To open his media availability on Friday, San Francisco 49ers defensive lineman said, “before we talk about football, I wanted to bring up some important things that are important to me, in terms of social injustice and issues I see in our country. Before my media obligations, I want to shed some light on some things that are important to me. I think we should all educate ourselves and think a little bit more about it. That’s my goal in this, to educate, create dialogue, and create conversation. Today I want to highlight the rise in hate crimes. I think we have to ask ourselves why that is?”
Armstead cited a couple of statistics on the type of people suffering in the country due to hate crimes. He seemed passionate about the topic and wanted to ensure that we don’t ignore the real world around us as football returns. I respect Armstead for that, and I hope that he continues to talk about social injustice during the season. Armstead said he plans to continue to bring up different topics each time he has media availability based on his readings and findings.
Armstead said he felt like it was his responsibility and duty as a citizen to “push the needle” and educate by using his platform to speak out on what’s wrong with the US. This is a way of adding value to society and the people around him. Armstead said he’s aware that people look up to him and care about what he says, so he’ll use his voice to spread positivity.
Armstead was asked if this is something that he talks to his teammates about:
Nah. I come up with ideas in my head on how to do things. I’m sure my teammates or will hear about it if they feel moved or led to do something similar or try to educate and use their platforms in many different ways. I’ve been proud to see some of my teammates already doing that. But yeah, no conversations before. My only goal is to educate. Maybe they see it, and we can have a further conversation in the locker room.

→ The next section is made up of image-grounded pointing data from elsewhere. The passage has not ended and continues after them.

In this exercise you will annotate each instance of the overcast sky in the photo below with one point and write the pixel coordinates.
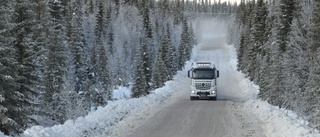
(238, 1)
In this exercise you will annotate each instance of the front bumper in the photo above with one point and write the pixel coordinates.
(203, 94)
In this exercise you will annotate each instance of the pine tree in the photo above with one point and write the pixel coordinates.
(172, 54)
(76, 43)
(258, 39)
(102, 61)
(161, 70)
(313, 89)
(7, 76)
(185, 47)
(26, 74)
(55, 68)
(142, 78)
(109, 29)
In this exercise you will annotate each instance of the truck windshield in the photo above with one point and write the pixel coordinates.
(203, 74)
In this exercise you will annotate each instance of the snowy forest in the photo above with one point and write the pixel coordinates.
(278, 48)
(61, 59)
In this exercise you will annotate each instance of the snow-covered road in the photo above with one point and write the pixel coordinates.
(181, 117)
(169, 112)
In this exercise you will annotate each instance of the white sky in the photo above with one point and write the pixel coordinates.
(238, 1)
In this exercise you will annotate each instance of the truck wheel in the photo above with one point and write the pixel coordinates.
(213, 98)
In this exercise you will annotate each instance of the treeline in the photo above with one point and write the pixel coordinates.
(60, 59)
(278, 49)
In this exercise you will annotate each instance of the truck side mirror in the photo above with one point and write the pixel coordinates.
(217, 73)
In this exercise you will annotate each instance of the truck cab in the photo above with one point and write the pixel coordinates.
(203, 77)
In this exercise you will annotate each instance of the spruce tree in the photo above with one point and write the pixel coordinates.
(55, 71)
(313, 88)
(8, 67)
(26, 77)
(258, 39)
(185, 47)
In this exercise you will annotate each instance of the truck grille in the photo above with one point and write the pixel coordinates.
(203, 86)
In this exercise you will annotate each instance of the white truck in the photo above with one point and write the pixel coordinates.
(203, 80)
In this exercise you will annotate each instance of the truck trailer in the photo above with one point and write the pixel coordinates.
(203, 75)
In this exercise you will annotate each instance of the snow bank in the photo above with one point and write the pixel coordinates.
(276, 122)
(104, 119)
(121, 93)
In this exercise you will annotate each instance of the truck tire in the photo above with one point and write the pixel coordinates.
(213, 98)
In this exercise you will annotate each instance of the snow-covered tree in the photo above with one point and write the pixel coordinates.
(8, 67)
(26, 51)
(55, 67)
(185, 47)
(313, 88)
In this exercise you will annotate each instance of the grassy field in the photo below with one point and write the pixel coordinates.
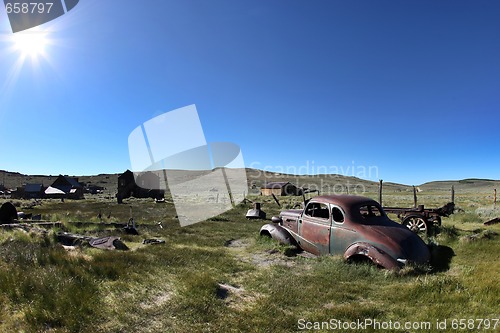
(219, 276)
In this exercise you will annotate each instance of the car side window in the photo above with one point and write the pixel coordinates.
(370, 211)
(337, 215)
(318, 210)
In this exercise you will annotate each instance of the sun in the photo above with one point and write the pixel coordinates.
(30, 43)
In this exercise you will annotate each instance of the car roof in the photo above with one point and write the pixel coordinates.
(343, 199)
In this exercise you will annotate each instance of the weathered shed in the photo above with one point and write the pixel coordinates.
(33, 191)
(280, 189)
(65, 187)
(145, 185)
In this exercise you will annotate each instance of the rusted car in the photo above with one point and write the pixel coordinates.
(353, 226)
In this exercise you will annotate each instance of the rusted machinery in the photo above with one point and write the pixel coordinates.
(419, 219)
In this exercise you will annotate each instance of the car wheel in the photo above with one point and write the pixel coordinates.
(417, 224)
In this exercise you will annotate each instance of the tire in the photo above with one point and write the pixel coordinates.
(417, 223)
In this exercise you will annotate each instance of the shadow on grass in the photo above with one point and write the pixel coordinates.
(441, 256)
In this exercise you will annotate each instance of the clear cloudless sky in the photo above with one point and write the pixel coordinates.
(405, 91)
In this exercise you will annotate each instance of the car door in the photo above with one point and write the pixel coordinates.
(314, 228)
(342, 234)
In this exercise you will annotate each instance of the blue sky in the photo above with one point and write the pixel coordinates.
(409, 90)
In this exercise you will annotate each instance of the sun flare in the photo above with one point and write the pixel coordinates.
(30, 44)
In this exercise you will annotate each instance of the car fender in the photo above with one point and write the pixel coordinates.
(278, 233)
(376, 255)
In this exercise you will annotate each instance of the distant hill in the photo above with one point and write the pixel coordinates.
(470, 184)
(257, 178)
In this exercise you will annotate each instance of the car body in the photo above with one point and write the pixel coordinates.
(353, 226)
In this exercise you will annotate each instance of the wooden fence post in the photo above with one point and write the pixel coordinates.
(380, 192)
(414, 196)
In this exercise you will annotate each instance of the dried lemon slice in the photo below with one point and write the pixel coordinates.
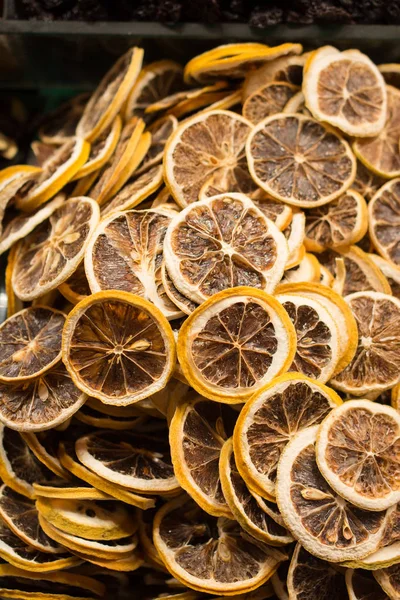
(255, 515)
(270, 419)
(109, 97)
(203, 556)
(384, 221)
(52, 252)
(139, 462)
(126, 253)
(375, 366)
(300, 161)
(380, 154)
(342, 222)
(223, 242)
(118, 347)
(198, 430)
(346, 90)
(356, 453)
(325, 524)
(208, 148)
(234, 343)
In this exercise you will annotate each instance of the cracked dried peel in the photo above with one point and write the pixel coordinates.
(299, 160)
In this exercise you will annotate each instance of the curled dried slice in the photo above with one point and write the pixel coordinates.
(356, 452)
(198, 430)
(223, 242)
(270, 419)
(376, 364)
(324, 523)
(234, 343)
(384, 221)
(346, 90)
(200, 550)
(300, 161)
(118, 347)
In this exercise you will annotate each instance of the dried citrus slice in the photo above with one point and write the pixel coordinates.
(118, 347)
(356, 453)
(223, 242)
(300, 161)
(318, 343)
(126, 253)
(203, 556)
(325, 524)
(342, 222)
(110, 95)
(198, 431)
(57, 171)
(88, 518)
(380, 154)
(254, 515)
(268, 100)
(270, 419)
(52, 252)
(208, 148)
(375, 366)
(156, 81)
(384, 221)
(346, 90)
(234, 343)
(136, 461)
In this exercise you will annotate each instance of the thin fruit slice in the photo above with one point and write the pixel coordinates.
(87, 518)
(270, 419)
(136, 461)
(223, 242)
(325, 524)
(57, 171)
(318, 345)
(52, 252)
(384, 221)
(380, 154)
(200, 550)
(346, 90)
(356, 453)
(208, 148)
(197, 433)
(342, 222)
(118, 347)
(300, 161)
(110, 95)
(254, 514)
(126, 253)
(310, 578)
(234, 343)
(376, 364)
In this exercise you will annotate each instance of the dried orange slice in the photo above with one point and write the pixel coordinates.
(356, 453)
(203, 556)
(270, 419)
(375, 366)
(52, 252)
(346, 90)
(324, 523)
(342, 222)
(384, 221)
(110, 95)
(258, 517)
(223, 242)
(136, 461)
(300, 161)
(118, 347)
(198, 430)
(234, 343)
(208, 149)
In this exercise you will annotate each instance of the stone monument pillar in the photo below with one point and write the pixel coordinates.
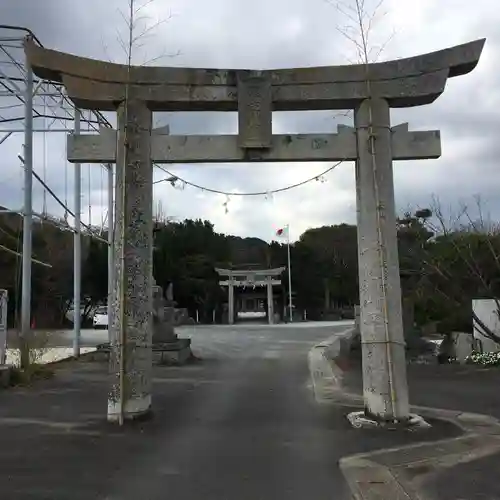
(383, 348)
(270, 300)
(230, 301)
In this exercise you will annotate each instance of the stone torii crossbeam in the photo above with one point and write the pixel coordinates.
(370, 90)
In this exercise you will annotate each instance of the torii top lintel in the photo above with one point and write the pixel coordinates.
(100, 85)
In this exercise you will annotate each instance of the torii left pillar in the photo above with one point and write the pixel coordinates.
(133, 255)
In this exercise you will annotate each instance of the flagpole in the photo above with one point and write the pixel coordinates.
(289, 277)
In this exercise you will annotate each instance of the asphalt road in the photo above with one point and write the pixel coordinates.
(242, 423)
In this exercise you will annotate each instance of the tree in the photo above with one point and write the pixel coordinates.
(459, 261)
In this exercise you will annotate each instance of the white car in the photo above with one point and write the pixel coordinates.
(101, 317)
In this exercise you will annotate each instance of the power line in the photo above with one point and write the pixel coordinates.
(175, 178)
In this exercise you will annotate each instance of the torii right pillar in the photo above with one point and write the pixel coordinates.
(385, 386)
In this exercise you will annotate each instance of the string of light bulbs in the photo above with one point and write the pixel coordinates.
(174, 179)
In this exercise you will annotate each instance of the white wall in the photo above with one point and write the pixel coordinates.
(486, 311)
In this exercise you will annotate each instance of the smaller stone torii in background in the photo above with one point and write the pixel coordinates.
(368, 89)
(250, 278)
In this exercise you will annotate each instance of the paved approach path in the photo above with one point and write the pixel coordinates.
(240, 424)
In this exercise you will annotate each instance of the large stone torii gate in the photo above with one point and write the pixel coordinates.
(370, 90)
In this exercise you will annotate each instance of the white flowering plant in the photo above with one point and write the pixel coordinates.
(484, 358)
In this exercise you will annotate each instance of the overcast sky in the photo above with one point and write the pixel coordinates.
(273, 34)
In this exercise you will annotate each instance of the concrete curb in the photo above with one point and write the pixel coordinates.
(398, 472)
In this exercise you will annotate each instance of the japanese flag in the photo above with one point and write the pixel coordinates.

I asked Arik what’s the best way to approach somebody who is ignorant or oblivious to what’s going on in the country. He mentioned how we have to do a better job of talking to people that “don’t look like you” and have those tough conversations. Here’s what Arik said:
It’s simple encounters you can have, whether it’s walking down the street or in the store. [Just] saying hi, being nice, knocking down that wall, that invisible wall that maybe there when someone doesn’t know you. People can be pleasantly surprised, like, hey, that’s a nice person. They didn’t have to do that. Showing genuine care or want to, to learn about other people. Not being so self-absorbed where you only care about what’s going on in your life and the people you know. Try to show interest in some other things that you don’t have experience on. I think those are two simple ways where you can start knocking down those walls and create unity.